Mit Rücksicht auf Calandras Schüchternheit streifte Valerian nur ganz sacht ihre Lippen. Aber auch darüber schien sie sehr erschrocken.

Doch dann wurde sie schon von ihrer Mutter umarmt, die gleich darauf auch den Herzog in die Arme schloss und mit Tränen in den Augen sagte: »Ich freue mich so für euch beide!«

Danach gratulierten George, Aurora, Kapitän Conway und die Diener den Neuvermählten, bevor man sich zum Hochzeitsfrühstück ins angrenzende Esszimmer begab.

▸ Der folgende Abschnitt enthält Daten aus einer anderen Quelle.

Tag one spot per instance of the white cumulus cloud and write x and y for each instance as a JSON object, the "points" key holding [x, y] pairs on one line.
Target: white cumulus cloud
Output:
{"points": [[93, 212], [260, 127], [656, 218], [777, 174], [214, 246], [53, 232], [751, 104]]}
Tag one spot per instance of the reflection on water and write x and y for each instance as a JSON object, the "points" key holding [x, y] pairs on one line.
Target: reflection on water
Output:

Während man zu Tisch saß, wurden die Koffer aus dem Haus auf einen Karren geladen und zum Hafen hinuntergebracht.

Als auch der letzte Koffer an Bord war, erhob sich Kapitän Conway und erklärte zu Valerian gewandt: »Ich möchte Euch nicht drängen, Euer Gnaden, aber je früher wir Anker lichten, desto eher erreichen wir England.«

»Gewiss doch«, pflichtete ihm der Herzog bei, erhob sich ebenfalls und zog auch Cally mit sich hoch. »Du wirst dich sicher noch umziehen wollen, meine Liebe«, erklärte er dann und fuhr zu Sally gewandt fort: »Bring deine Herrin nach oben, und dass du mir nicht herumtrödelst!«

»Bestimmt nicht, Euer Gnaden«, sagte Sally, die man zusammen mit Martha ebenfalls zu Tisch gebeten hatte, da die beiden Frauen der Familie schon so viele Jahre treue Dienste geleistet hatten.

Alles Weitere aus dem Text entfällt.